Лишь 24 октября, после того, как правительство приказало разгромить большевистскую прессу, начались военные действия — как акция защиты революции от наступления на нее. По воспоминания Троцкого, написанным в 1924 году, Ленин в итоге признал правильность этой оборонительной тактики. «Помню, огромное впечатление произвело на Ленина сообщение о том, как я вызвал письменным приказом роту Литовского полка, чтобы обеспечить выход нашей партийной и советской газеты — писал Троцкий — Ленин был в восторге, выражавшемся в восклицаниях, смехе, потираний рук. Потом он стал молчаливее, подумал и сказал: „Что ж, можно и так. Лишь бы взять власть“. Я понял, что он только в этот момент окончательно примирился с тем, что мы отказались от захвата власти путем конспиративного заговора… Одной фразы было достаточно: „Можно и так!“ Это значило: „Может быть, я и хватал иногда через край в придирчивой подозрительности, но ведь вы же понимаете?..“… У Ленина были для этого и дополнительные психологические мотивы: он все время опасался взятого Смольным слишком медленного курса, и он спешил теперь первым признать его обнаруженные на деле преимущества».
В целом, сосредоточение всей военно-организационной работы в ВРК позволило вывести вопрос о вооруженном восстании из узких рамок внутрипартийной дискуссии, где он вызывал слишком много неразрешимых противоречий.

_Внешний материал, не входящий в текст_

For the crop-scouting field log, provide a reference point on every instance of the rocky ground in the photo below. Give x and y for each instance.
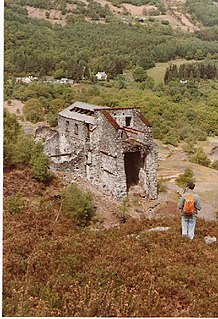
(172, 162)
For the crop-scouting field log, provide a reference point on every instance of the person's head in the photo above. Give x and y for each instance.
(191, 185)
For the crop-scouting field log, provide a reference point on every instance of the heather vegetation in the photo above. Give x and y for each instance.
(59, 261)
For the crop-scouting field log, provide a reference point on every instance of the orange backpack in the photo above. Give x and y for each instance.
(189, 205)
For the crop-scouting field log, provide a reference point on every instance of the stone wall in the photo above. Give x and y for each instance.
(98, 151)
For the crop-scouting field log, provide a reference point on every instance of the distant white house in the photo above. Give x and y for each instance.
(101, 76)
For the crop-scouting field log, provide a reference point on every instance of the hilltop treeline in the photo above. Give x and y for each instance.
(36, 47)
(191, 71)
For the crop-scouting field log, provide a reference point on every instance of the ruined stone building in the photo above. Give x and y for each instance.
(110, 147)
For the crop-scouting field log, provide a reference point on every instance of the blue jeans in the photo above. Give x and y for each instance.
(188, 226)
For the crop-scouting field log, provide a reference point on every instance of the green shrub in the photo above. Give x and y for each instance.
(189, 146)
(23, 150)
(40, 167)
(183, 179)
(200, 158)
(78, 205)
(33, 110)
(161, 187)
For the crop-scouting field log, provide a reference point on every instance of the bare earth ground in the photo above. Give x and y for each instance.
(172, 162)
(176, 13)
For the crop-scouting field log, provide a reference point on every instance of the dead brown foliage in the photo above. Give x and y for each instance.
(53, 268)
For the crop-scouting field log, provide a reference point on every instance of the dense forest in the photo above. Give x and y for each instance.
(59, 260)
(79, 44)
(125, 51)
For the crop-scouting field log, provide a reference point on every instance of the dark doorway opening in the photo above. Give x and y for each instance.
(132, 163)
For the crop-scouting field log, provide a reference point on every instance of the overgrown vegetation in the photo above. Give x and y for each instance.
(205, 11)
(52, 268)
(183, 179)
(77, 205)
(20, 150)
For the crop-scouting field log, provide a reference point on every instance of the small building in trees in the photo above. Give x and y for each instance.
(111, 147)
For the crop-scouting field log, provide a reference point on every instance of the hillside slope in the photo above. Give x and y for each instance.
(53, 268)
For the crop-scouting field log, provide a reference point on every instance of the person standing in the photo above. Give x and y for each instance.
(190, 204)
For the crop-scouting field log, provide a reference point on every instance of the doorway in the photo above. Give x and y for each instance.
(132, 164)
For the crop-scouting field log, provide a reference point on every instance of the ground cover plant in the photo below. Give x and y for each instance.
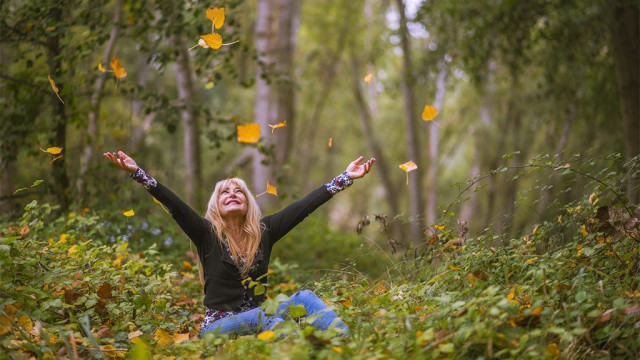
(83, 284)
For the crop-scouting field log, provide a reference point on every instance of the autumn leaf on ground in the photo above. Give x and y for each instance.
(429, 113)
(216, 15)
(278, 125)
(117, 69)
(249, 133)
(368, 77)
(408, 167)
(54, 87)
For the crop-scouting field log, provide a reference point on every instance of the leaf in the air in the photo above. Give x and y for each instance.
(117, 68)
(368, 77)
(212, 40)
(54, 87)
(429, 113)
(216, 15)
(249, 133)
(278, 125)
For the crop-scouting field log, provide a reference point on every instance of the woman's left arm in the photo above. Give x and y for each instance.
(282, 222)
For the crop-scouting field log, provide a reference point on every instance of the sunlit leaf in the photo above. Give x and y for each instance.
(216, 15)
(429, 113)
(212, 40)
(368, 77)
(249, 133)
(54, 87)
(117, 69)
(266, 335)
(163, 338)
(278, 125)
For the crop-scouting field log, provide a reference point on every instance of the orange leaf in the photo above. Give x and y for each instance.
(429, 113)
(249, 133)
(119, 70)
(368, 77)
(54, 87)
(216, 15)
(278, 125)
(212, 40)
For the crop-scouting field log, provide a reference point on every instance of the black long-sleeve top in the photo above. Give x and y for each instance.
(223, 287)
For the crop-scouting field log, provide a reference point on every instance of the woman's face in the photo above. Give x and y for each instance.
(232, 201)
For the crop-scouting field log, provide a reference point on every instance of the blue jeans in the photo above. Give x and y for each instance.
(256, 320)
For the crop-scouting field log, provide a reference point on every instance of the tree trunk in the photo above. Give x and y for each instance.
(288, 20)
(186, 94)
(432, 170)
(263, 104)
(625, 37)
(381, 162)
(411, 129)
(94, 103)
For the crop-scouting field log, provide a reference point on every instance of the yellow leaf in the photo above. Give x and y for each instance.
(271, 189)
(429, 113)
(368, 77)
(180, 338)
(119, 70)
(212, 40)
(54, 87)
(163, 338)
(249, 133)
(266, 335)
(278, 125)
(216, 15)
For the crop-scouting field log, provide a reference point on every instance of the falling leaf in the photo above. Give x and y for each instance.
(53, 150)
(104, 291)
(408, 167)
(278, 125)
(119, 70)
(54, 87)
(249, 133)
(266, 335)
(368, 77)
(212, 40)
(429, 113)
(163, 338)
(216, 15)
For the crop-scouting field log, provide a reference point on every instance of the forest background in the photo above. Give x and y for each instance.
(537, 117)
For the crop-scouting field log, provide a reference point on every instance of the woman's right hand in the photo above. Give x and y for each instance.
(123, 161)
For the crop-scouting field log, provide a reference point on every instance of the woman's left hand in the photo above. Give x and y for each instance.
(356, 171)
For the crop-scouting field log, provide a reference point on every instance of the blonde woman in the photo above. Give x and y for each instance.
(234, 243)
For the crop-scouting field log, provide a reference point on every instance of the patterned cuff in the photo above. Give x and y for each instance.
(339, 183)
(145, 179)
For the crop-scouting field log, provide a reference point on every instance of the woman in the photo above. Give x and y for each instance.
(234, 243)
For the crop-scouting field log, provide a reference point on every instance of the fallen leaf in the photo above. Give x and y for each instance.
(54, 87)
(216, 15)
(429, 113)
(278, 125)
(249, 133)
(212, 40)
(117, 69)
(368, 77)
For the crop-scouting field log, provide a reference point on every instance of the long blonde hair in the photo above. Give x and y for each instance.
(252, 229)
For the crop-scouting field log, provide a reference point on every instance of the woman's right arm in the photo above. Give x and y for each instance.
(194, 225)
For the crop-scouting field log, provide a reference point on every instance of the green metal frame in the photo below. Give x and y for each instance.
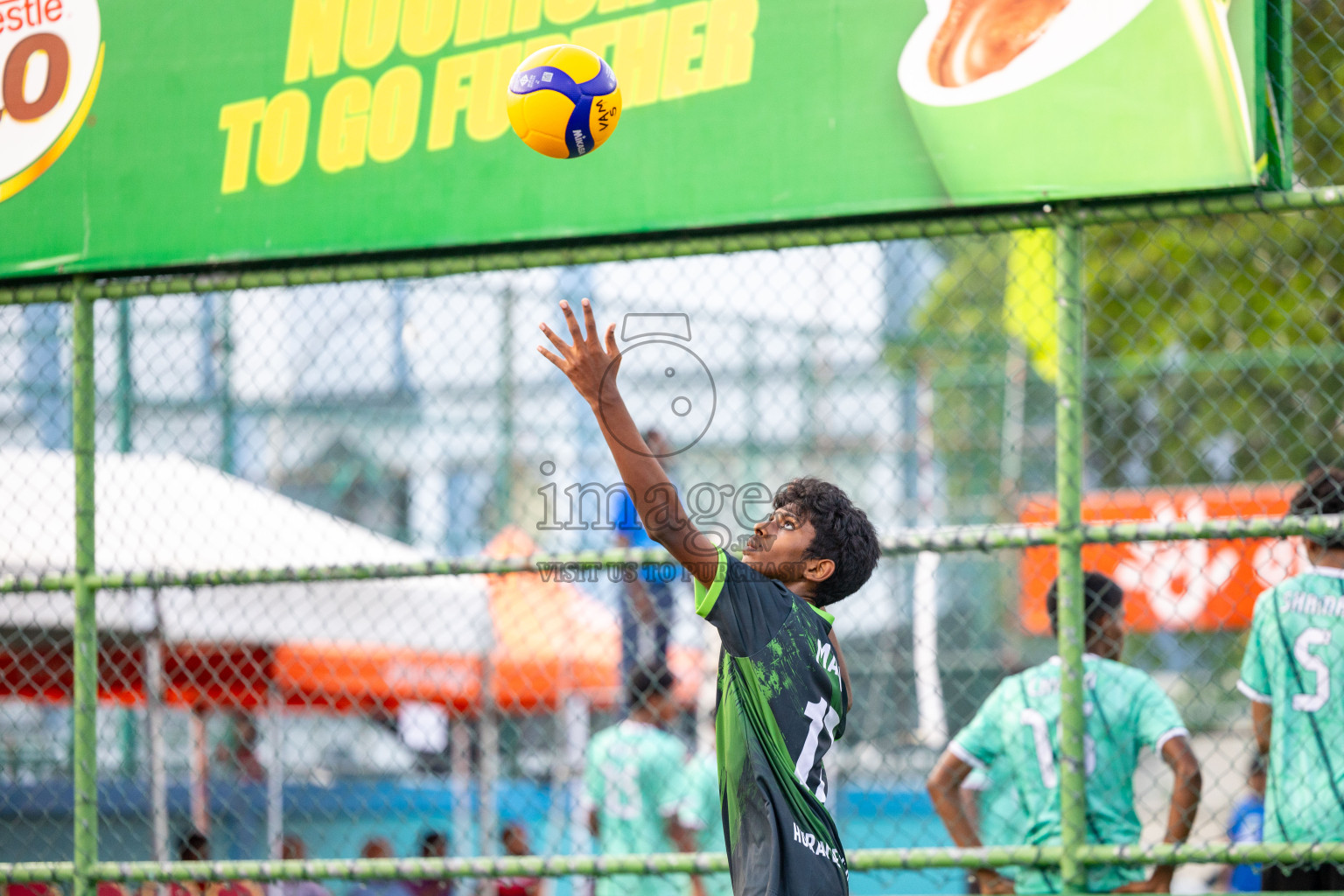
(1068, 535)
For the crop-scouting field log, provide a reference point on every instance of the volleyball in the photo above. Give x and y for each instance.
(564, 101)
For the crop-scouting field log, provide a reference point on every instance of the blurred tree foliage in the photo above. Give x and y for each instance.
(1215, 346)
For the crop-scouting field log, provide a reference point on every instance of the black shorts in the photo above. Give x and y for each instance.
(1301, 878)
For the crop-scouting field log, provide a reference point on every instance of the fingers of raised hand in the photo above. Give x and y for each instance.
(553, 358)
(573, 321)
(589, 324)
(556, 340)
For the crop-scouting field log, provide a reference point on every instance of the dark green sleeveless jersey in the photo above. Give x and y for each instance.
(780, 707)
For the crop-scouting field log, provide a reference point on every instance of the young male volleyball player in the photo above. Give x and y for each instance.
(1288, 673)
(1018, 730)
(782, 688)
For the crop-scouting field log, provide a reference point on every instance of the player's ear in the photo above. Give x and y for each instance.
(819, 570)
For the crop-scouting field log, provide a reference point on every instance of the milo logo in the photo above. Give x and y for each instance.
(50, 62)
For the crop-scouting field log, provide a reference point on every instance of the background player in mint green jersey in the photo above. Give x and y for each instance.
(1018, 730)
(634, 778)
(782, 690)
(1294, 650)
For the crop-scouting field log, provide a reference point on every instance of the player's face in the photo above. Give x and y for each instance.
(780, 544)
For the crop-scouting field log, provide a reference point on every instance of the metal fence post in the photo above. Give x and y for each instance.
(87, 625)
(1068, 468)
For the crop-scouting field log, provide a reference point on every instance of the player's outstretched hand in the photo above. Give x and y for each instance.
(589, 363)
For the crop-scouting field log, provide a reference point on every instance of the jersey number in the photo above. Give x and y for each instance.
(1303, 652)
(822, 717)
(1046, 750)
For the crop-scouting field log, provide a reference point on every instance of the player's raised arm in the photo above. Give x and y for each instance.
(592, 364)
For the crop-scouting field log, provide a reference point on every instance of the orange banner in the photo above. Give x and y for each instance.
(1171, 584)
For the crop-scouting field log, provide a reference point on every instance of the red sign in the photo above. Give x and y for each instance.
(1171, 584)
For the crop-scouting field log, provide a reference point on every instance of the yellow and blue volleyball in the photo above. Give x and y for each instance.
(564, 101)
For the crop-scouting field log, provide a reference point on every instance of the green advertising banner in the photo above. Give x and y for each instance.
(147, 133)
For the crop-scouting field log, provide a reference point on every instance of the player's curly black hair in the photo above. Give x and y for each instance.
(843, 535)
(1320, 494)
(1102, 598)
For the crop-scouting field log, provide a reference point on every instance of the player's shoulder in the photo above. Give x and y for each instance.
(739, 575)
(1113, 673)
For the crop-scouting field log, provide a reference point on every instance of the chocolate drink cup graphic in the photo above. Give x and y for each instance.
(1037, 98)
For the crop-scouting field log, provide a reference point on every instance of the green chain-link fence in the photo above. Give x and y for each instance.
(256, 526)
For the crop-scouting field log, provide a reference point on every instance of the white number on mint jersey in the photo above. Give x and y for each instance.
(1313, 664)
(1046, 750)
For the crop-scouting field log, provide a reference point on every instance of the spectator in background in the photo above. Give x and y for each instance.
(515, 844)
(292, 848)
(636, 783)
(238, 752)
(1248, 826)
(433, 844)
(1298, 719)
(192, 846)
(379, 848)
(647, 609)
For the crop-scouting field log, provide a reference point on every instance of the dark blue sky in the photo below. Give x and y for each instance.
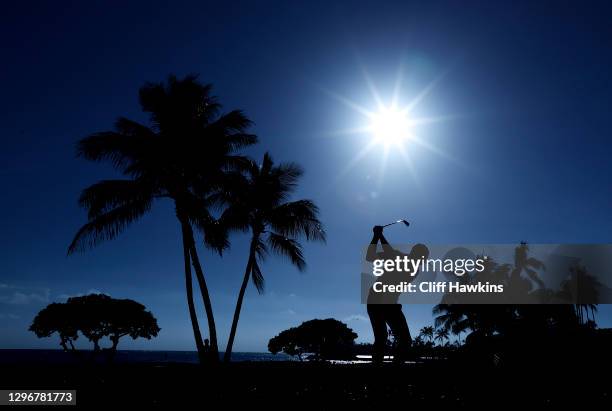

По факту, ВРК вооружился той самой тактикой «активной обороны», против которой боролся Ленин, но которую отстаивал Тоцкий и большинство большевистских руководителей в Петрограде. «Превентивное» вооруженное выступление было фактически сорвано.
Если работа ВРК оказалась как бы выведенной за пределы внутрипартийной дискуссии о сроках и формах свержения правительства, то в самой большевистской партии эта дискуссия достигла максимального накала и привела к самому острому конфликту за всю историю революции.
После заседания ЦК 16 октября Ленин повторяет то что за несколько дней до него сделали Зиновьев и Каменев — пишет «Письмо к товарищам», еще раз излагая свои доводы и подвергая довольно жесткой экзекуции противников восстания.
Ленин не скрывает опасений, что «парочка товарищей» вносит «известную смуту» в ряды борцов. Он, таким образом, правильно оценивал масштаб колебаний партийного руководства, несмотря на то, что решение о восстании было подтверждено абсолютным большинством голосов.
Вождь объясняет колебания «растерянностью», «запуганностью» своих оппонентов. Он пишет, что все их доводы — относительно изоляции большевиков, недостатка народной поддержки за ними, громадных трудностей, стоящих перед революцией — либо не верны, либо перевешиваются теми рисками, которые влечет за собой промедление с захватом власти. Нельзя, считает Ленин, дожидаться того, что правительство и буржуазия откроют фронт, сдадут Питер или, дождавшись голодных бунтов, потопят революцию в крови.
Собственно, Ленин почти ничего не прибавляет к своим прежним тезисам о необходимости немедленного восстания. Ничего, кроме крайней остроты — на грани литературных приличий — полемики против оппонентов. «Если оставить в стороне экзекуцию несогласных, произведенную с присущей Ленину силой, то в остальном этот документ есть совершенно пустопорожнее место» — констатирует Суханов. Очевидно, Ленин считал главной причиной того, что восстание «пробуксовывает» сознательный саботаж прямых противников вооруженного свержения правительства. В действительности, работа ВРК демонстрировала лишь то, что большевики, поддержавшие ленинскую тактику на заседаниях ЦК и других партийных инстанций, рассматривали подготовку восстания как политику «активной обороны», но не нападения на позиции правительства. Ленинская атака была направлена не на главное препятствие к осуществлению его планов.
В свою очередь, Каменев и Зиновьев пытались перенять тактические приемы самого Ленина. Поскольку контроль над партийной прессой был в руках сторонников Ленина, доступ туда для полемических упражнений «парочке товарищей» был заказан. И Каменев опубликовал свое, ставшее впоследствии знаменитым, заявление в газете Горького, поскольку, по словам Суханова, в ««Рабочий путь» его для этого, разумеется, не пустили».
«Не только я и т. Зиновьев, но и ряд товарищей-практиков находят, — утверждал Каменев — что взять на себя инициативу вооруженного восстания в настоящий момент, при данном соотношении общественных сил, независимо и за несколько дней до съезда Советов было бы недопустимым, гибельным для пролетариата и революции шагом». Кроме аргументов против немедленного восстания Каменев сообщил читателям «Новой жизни», что ему «неизвестны какие-либо решения нашей партии, заключающие в себе назначение на тот или другой срок какого-либо выступления».